11. September 2011 at 01:39
[…] imagine that business would hire more because their wage costs fall slightly,” Scott Sumner writes, who recommended a payroll tax cut for all companies regardless of […]
11. September 2011 at 05:51
[…] http://www.themoneyillusion.com/?p=10704 […]
11. September 2011 at 13:31
“HE HAS NO INNATE RIGHT TO BE LIBERAL. No one does. being liberal is WRONG.”
There is a basic, unbridgable chasm between people who beliveve that societies should be based on:
1. A dog-eat-dog, everyone should have to sink or swim on his own, winner take all, and the devil take the hindmost basis,
or
2. A compassionate, caring “we are all in this together” basis.
Each side believes that the other side is wrong and, often that taking positions that are immoral.
The best such people can do is to agree to disagree and rationally discuss their differences. But frequently when facing each other they react angrily with each other and engage in name calling.
But arguing that in a free, democratic society no one has the right to be a liberal is totally inconsistent with the tenets of Libertarianism.
11. September 2011 at 14:00
“Once you accept that the law of demand applies to labor, so much leftwing ideology collapses.”
When firms are unable to sell all they desire and are therefore sales constrained, they are off their notional labor demand curve. That is, the law of demand derived from standard microeconomics does not hold. This has been demonstrated using the disequilibrium theory derived from Clower’s dual-decision hypotheis. One major mischief done by the New Classical Economics is that this very promising approach was suppressed and by now has largely been forgotten. One minor exception is in Advanced Macroeconomics by David Romer, 4th. ed. pp. 246-249.
The following three sentences are especially relevant. (Under such conditions) “Firms’ demand for labor is determined by their desire to meet the demand for goods. Thus as long as the real wage is not so high that it is unprofitable to meet the full demand, the labor demand curve is a vertical line in employment-wage space. The term effective demand for labor is used to describe a situation, such as this, when the quantity of labor demanded depends on the amount of goods that firms are able to sell.”
A more complete coverage can be found in Chapter 5 of Macroeconomic Theory by Jean-Pascal Bennasy.
When an economy is depressed and transactions take place and are finalized when markets to not clear, many of the relationships that are derived from the assumptions that markets are clearing do not hold. If macroeconomics is to be able to explain how an economy behaves when it is depressed this “this old Knowledge” from the 1960s and 70s needs to be recovered and reincorporated into mainstream macroeconomics.

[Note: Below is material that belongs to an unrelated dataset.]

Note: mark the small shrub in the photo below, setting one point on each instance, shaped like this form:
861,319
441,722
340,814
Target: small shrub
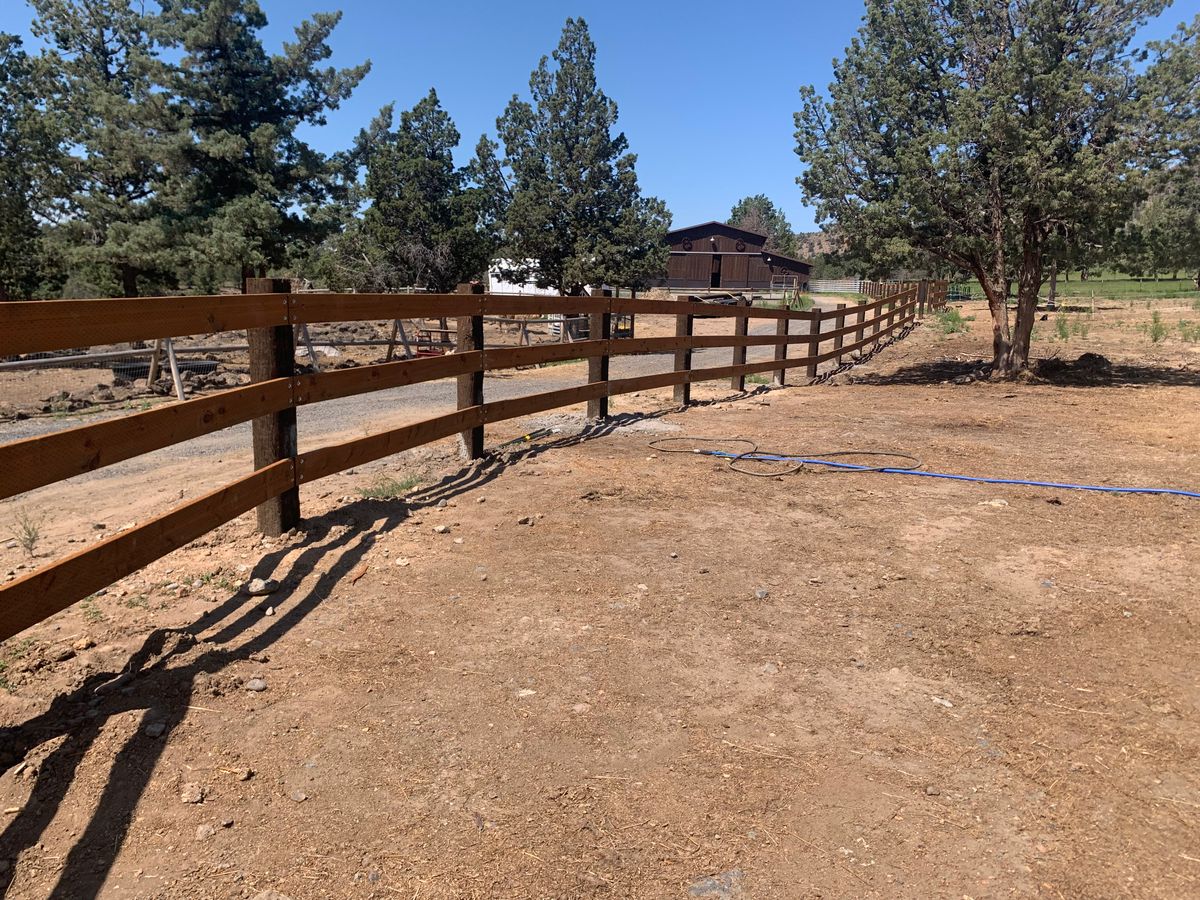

11. September 2011 at 16:30
Alex, I don’t think the problem is wage stickiness at all, but rather debt (transaction costs associated with default and marginal changes to value of assets when wealth distribution causes ownership changes – aka, rich people don’t need 50 middle class houses for personal consumption). A lot of people would be willing to take lower paying jobs, IF they could find them and IF it was enough to cover debt payments. IMHO, in a deleveraging environment AD is relatively inelastic, unless as ssumner says the Fed NGDP targets (but then we might not be in a deleveraging environment anymore?). Yet if wage subsidies are just the mechanism by which the Fed NGDP targets – the argument for or against this mechanism instead of others depends on a lot more than restoring AD (since any of the NGDP targeting mechanisms could do that).
12. September 2011 at 14:15
Alexander, I don’t quite follow–surely what I propose is just as acceptable to the GOP as the Obama proposal–perhaps a bit more so. Maybe the GOP won’t pass anything, but one might as well propose something effective.
Today I heard he plans to finance the proposal with tax increases on the rich–so there will be no stimulation from deficit spending. I have no idea what he’s trying to accomplish, he seems opposed to both supply-side and demand-side policies, and relies on gimmicks like income redistribution.